Professor Warren Powell

Organisation

Princeton University

Stochastic optimization for sequential decision problems under uncertainty arises in many settings, and as a result as evolved under several canonical frameworks with names such as dynamic programming, stochastic programming, optimal control, robust optimization, and simulation optimization (to name a few). This is in sharp contrast with the universally accepted canonical frameworks for deterministic math programming (or deterministic optimal control). We have found that these competing frameworks are actually hiding different classes of policies to solve a single problem which encompasses all of these fields.
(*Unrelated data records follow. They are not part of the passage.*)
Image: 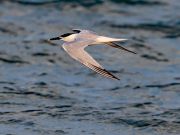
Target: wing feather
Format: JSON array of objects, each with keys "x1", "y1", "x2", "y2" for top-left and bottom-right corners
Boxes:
[
  {"x1": 105, "y1": 42, "x2": 136, "y2": 54},
  {"x1": 63, "y1": 41, "x2": 119, "y2": 80}
]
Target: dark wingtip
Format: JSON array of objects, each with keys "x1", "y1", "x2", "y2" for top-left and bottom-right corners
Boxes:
[{"x1": 49, "y1": 37, "x2": 61, "y2": 40}]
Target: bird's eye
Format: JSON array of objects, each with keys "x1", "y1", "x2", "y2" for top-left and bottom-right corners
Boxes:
[{"x1": 60, "y1": 33, "x2": 74, "y2": 37}]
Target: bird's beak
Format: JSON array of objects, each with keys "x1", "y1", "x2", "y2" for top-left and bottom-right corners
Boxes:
[{"x1": 49, "y1": 37, "x2": 61, "y2": 40}]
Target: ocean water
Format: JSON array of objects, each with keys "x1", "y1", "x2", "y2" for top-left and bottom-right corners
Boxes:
[{"x1": 0, "y1": 0, "x2": 180, "y2": 135}]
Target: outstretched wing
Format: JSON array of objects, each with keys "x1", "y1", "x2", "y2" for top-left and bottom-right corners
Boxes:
[
  {"x1": 63, "y1": 40, "x2": 119, "y2": 80},
  {"x1": 105, "y1": 42, "x2": 136, "y2": 54}
]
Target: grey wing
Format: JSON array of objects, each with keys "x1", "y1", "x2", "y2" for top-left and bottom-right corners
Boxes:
[{"x1": 63, "y1": 41, "x2": 119, "y2": 80}]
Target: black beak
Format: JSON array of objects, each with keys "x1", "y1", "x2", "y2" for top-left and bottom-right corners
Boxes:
[{"x1": 49, "y1": 37, "x2": 61, "y2": 40}]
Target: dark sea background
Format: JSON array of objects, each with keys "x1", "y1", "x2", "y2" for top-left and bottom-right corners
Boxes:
[{"x1": 0, "y1": 0, "x2": 180, "y2": 135}]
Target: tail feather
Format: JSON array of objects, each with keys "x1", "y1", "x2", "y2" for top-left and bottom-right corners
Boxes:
[{"x1": 96, "y1": 36, "x2": 127, "y2": 43}]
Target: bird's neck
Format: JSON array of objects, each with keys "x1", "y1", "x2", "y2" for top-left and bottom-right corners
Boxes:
[{"x1": 63, "y1": 34, "x2": 77, "y2": 42}]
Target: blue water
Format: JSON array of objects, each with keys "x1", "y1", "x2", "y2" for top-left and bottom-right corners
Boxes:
[{"x1": 0, "y1": 0, "x2": 180, "y2": 135}]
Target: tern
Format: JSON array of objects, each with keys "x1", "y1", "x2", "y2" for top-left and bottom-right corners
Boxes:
[{"x1": 50, "y1": 29, "x2": 136, "y2": 80}]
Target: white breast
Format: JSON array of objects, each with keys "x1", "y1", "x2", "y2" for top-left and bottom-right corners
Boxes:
[{"x1": 62, "y1": 34, "x2": 77, "y2": 42}]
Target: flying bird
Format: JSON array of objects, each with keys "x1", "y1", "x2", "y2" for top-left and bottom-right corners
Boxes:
[{"x1": 50, "y1": 29, "x2": 136, "y2": 80}]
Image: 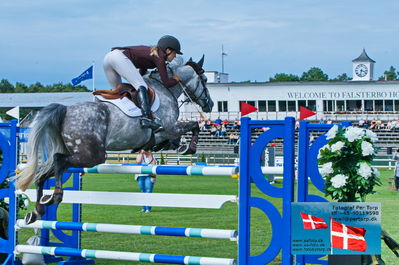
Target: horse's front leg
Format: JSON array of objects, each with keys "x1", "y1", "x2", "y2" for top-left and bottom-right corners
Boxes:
[
  {"x1": 25, "y1": 176, "x2": 46, "y2": 224},
  {"x1": 169, "y1": 121, "x2": 200, "y2": 155},
  {"x1": 40, "y1": 153, "x2": 69, "y2": 205}
]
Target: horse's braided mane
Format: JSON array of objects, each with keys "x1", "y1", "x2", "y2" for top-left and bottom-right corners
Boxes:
[{"x1": 186, "y1": 61, "x2": 204, "y2": 75}]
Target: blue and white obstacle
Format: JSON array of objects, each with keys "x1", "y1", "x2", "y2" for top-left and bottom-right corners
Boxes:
[
  {"x1": 15, "y1": 245, "x2": 237, "y2": 265},
  {"x1": 67, "y1": 164, "x2": 283, "y2": 176},
  {"x1": 0, "y1": 117, "x2": 317, "y2": 265},
  {"x1": 16, "y1": 219, "x2": 238, "y2": 241}
]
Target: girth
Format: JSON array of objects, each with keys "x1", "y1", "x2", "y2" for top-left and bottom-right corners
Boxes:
[{"x1": 93, "y1": 83, "x2": 155, "y2": 107}]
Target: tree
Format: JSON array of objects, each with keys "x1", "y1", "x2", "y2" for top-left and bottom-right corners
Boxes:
[
  {"x1": 269, "y1": 73, "x2": 299, "y2": 82},
  {"x1": 301, "y1": 67, "x2": 328, "y2": 81},
  {"x1": 332, "y1": 73, "x2": 352, "y2": 81},
  {"x1": 0, "y1": 79, "x2": 14, "y2": 93}
]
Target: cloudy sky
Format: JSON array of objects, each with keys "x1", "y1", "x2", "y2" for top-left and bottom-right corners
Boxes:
[{"x1": 0, "y1": 0, "x2": 399, "y2": 89}]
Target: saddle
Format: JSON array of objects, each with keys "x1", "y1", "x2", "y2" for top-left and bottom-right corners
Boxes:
[{"x1": 93, "y1": 83, "x2": 155, "y2": 107}]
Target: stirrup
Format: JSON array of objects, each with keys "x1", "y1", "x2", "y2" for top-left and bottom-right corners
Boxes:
[{"x1": 140, "y1": 117, "x2": 164, "y2": 133}]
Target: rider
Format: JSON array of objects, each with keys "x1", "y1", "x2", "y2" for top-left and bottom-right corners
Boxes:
[{"x1": 104, "y1": 35, "x2": 182, "y2": 132}]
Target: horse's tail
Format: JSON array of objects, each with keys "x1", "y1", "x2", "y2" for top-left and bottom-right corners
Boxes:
[{"x1": 15, "y1": 103, "x2": 68, "y2": 191}]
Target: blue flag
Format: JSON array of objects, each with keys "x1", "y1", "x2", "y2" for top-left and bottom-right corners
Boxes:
[{"x1": 72, "y1": 66, "x2": 93, "y2": 86}]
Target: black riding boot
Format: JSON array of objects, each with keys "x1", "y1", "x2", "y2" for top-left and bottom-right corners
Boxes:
[{"x1": 137, "y1": 86, "x2": 163, "y2": 133}]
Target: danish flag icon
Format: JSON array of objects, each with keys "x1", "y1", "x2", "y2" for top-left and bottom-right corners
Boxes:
[
  {"x1": 331, "y1": 220, "x2": 367, "y2": 251},
  {"x1": 301, "y1": 212, "x2": 328, "y2": 229}
]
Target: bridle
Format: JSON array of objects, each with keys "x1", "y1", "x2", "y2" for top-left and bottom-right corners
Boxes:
[{"x1": 179, "y1": 61, "x2": 209, "y2": 107}]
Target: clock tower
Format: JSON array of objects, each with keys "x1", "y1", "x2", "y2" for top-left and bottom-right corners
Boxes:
[{"x1": 352, "y1": 49, "x2": 375, "y2": 81}]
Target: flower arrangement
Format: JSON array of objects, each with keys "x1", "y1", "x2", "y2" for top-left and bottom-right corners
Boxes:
[{"x1": 317, "y1": 125, "x2": 381, "y2": 202}]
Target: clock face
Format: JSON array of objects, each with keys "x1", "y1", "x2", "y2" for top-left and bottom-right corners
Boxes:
[{"x1": 355, "y1": 64, "x2": 369, "y2": 77}]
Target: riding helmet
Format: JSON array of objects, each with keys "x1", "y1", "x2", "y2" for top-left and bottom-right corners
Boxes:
[{"x1": 158, "y1": 35, "x2": 183, "y2": 54}]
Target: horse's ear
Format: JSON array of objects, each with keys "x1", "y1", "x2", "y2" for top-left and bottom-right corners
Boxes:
[
  {"x1": 169, "y1": 56, "x2": 184, "y2": 72},
  {"x1": 197, "y1": 54, "x2": 205, "y2": 68}
]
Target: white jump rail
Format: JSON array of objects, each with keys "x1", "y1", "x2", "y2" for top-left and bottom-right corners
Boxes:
[{"x1": 16, "y1": 189, "x2": 237, "y2": 209}]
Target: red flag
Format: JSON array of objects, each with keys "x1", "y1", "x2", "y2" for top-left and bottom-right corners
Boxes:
[
  {"x1": 241, "y1": 101, "x2": 258, "y2": 116},
  {"x1": 301, "y1": 212, "x2": 328, "y2": 229},
  {"x1": 299, "y1": 106, "x2": 316, "y2": 120},
  {"x1": 331, "y1": 220, "x2": 367, "y2": 251}
]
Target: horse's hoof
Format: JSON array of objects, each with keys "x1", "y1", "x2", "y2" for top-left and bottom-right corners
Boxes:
[
  {"x1": 25, "y1": 211, "x2": 39, "y2": 225},
  {"x1": 40, "y1": 193, "x2": 62, "y2": 206},
  {"x1": 179, "y1": 146, "x2": 197, "y2": 155}
]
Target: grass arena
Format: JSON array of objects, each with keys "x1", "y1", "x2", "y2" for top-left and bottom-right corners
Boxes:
[{"x1": 2, "y1": 118, "x2": 399, "y2": 264}]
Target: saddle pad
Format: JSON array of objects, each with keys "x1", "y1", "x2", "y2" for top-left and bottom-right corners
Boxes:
[{"x1": 95, "y1": 95, "x2": 160, "y2": 117}]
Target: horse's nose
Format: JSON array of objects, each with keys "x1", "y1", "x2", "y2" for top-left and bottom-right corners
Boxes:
[{"x1": 202, "y1": 100, "x2": 213, "y2": 112}]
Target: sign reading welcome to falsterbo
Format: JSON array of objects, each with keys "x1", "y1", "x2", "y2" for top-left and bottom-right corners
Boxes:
[{"x1": 291, "y1": 202, "x2": 381, "y2": 255}]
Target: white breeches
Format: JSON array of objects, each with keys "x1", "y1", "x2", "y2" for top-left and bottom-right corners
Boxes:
[{"x1": 103, "y1": 50, "x2": 147, "y2": 89}]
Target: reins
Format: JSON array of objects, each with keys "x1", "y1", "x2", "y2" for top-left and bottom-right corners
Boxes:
[{"x1": 178, "y1": 80, "x2": 206, "y2": 121}]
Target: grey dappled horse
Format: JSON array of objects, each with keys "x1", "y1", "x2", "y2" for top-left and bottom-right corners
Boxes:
[{"x1": 16, "y1": 57, "x2": 213, "y2": 223}]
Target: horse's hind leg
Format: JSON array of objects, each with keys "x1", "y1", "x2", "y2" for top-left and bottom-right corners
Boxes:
[
  {"x1": 40, "y1": 153, "x2": 70, "y2": 205},
  {"x1": 40, "y1": 150, "x2": 105, "y2": 205}
]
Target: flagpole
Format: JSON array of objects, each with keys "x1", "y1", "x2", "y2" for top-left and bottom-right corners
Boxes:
[
  {"x1": 92, "y1": 61, "x2": 96, "y2": 92},
  {"x1": 330, "y1": 216, "x2": 333, "y2": 255}
]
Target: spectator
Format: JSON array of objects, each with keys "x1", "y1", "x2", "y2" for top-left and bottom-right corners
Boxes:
[
  {"x1": 210, "y1": 125, "x2": 217, "y2": 136},
  {"x1": 198, "y1": 120, "x2": 205, "y2": 131},
  {"x1": 229, "y1": 133, "x2": 235, "y2": 144},
  {"x1": 205, "y1": 120, "x2": 212, "y2": 130},
  {"x1": 359, "y1": 119, "x2": 365, "y2": 128},
  {"x1": 234, "y1": 133, "x2": 240, "y2": 144},
  {"x1": 135, "y1": 150, "x2": 156, "y2": 213},
  {"x1": 222, "y1": 119, "x2": 230, "y2": 128},
  {"x1": 233, "y1": 119, "x2": 240, "y2": 130},
  {"x1": 220, "y1": 124, "x2": 227, "y2": 137}
]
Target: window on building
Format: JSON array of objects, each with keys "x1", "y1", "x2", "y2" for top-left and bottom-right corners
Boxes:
[
  {"x1": 288, "y1": 100, "x2": 296, "y2": 111},
  {"x1": 218, "y1": 101, "x2": 228, "y2": 112},
  {"x1": 308, "y1": 100, "x2": 316, "y2": 111},
  {"x1": 323, "y1": 100, "x2": 334, "y2": 111},
  {"x1": 278, "y1": 100, "x2": 287, "y2": 111},
  {"x1": 384, "y1": 100, "x2": 393, "y2": 111},
  {"x1": 346, "y1": 100, "x2": 362, "y2": 111},
  {"x1": 267, "y1": 100, "x2": 277, "y2": 112},
  {"x1": 364, "y1": 100, "x2": 374, "y2": 111},
  {"x1": 395, "y1": 100, "x2": 399, "y2": 111},
  {"x1": 258, "y1": 100, "x2": 266, "y2": 112},
  {"x1": 375, "y1": 100, "x2": 384, "y2": 111},
  {"x1": 247, "y1": 100, "x2": 256, "y2": 108},
  {"x1": 336, "y1": 100, "x2": 345, "y2": 111}
]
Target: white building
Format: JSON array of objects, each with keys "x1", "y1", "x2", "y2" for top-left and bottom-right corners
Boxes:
[
  {"x1": 204, "y1": 71, "x2": 229, "y2": 83},
  {"x1": 182, "y1": 50, "x2": 399, "y2": 120}
]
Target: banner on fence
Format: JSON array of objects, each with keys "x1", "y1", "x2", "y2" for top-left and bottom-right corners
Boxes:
[{"x1": 291, "y1": 202, "x2": 381, "y2": 255}]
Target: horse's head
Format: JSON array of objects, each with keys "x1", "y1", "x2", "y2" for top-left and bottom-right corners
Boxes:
[{"x1": 176, "y1": 56, "x2": 213, "y2": 112}]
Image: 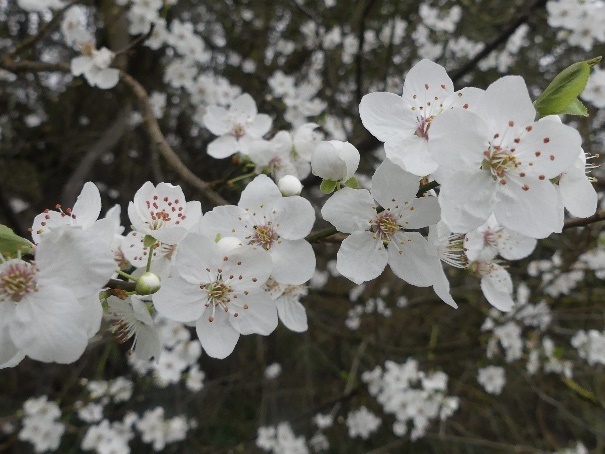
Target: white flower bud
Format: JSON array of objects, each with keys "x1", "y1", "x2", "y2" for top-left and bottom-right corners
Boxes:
[
  {"x1": 311, "y1": 140, "x2": 360, "y2": 181},
  {"x1": 135, "y1": 272, "x2": 160, "y2": 295},
  {"x1": 277, "y1": 175, "x2": 302, "y2": 197}
]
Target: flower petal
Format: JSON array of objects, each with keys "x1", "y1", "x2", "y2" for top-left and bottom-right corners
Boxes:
[{"x1": 336, "y1": 232, "x2": 388, "y2": 284}]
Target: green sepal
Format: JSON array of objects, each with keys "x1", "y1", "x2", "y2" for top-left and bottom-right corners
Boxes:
[
  {"x1": 534, "y1": 57, "x2": 601, "y2": 117},
  {"x1": 0, "y1": 225, "x2": 34, "y2": 257},
  {"x1": 561, "y1": 98, "x2": 588, "y2": 117},
  {"x1": 345, "y1": 177, "x2": 361, "y2": 189},
  {"x1": 143, "y1": 235, "x2": 157, "y2": 247},
  {"x1": 319, "y1": 180, "x2": 338, "y2": 195}
]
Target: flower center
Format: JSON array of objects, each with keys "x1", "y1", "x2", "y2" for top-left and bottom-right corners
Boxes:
[
  {"x1": 373, "y1": 211, "x2": 401, "y2": 241},
  {"x1": 251, "y1": 225, "x2": 277, "y2": 251},
  {"x1": 205, "y1": 279, "x2": 232, "y2": 309},
  {"x1": 481, "y1": 145, "x2": 521, "y2": 184},
  {"x1": 145, "y1": 195, "x2": 187, "y2": 230},
  {"x1": 0, "y1": 260, "x2": 38, "y2": 303}
]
In this talk, I provide a canonical framework which, while familiar to some, is not universally used, but should be. The framework involves solving an objective function which requires searching over a class of policies, a step that can seem like mathematical hand waving. We then identify four fundamental classes of policies, called policy function approximations (PFAs), cost function approximations (CFAs), policies based on value function approximations (VFAs), and lookahead policies (which themselves come in different flavors). With the exception of CFAs, these policies have been widely studied under names that make it seem as if they are fundamentally different approaches (policy search, approximate dynamic programming or reinforcement learning, model predictive control, stochastic programming and robust optimization). We use a simple energy storage problem to demonstrate that minor changes in the nature of the data can produce problems where each of the four classes might work best, or a hybrid. This exercise supports our claim that any formulation of a sequential decision problem should start with a recognition that we need to search over a space of policies.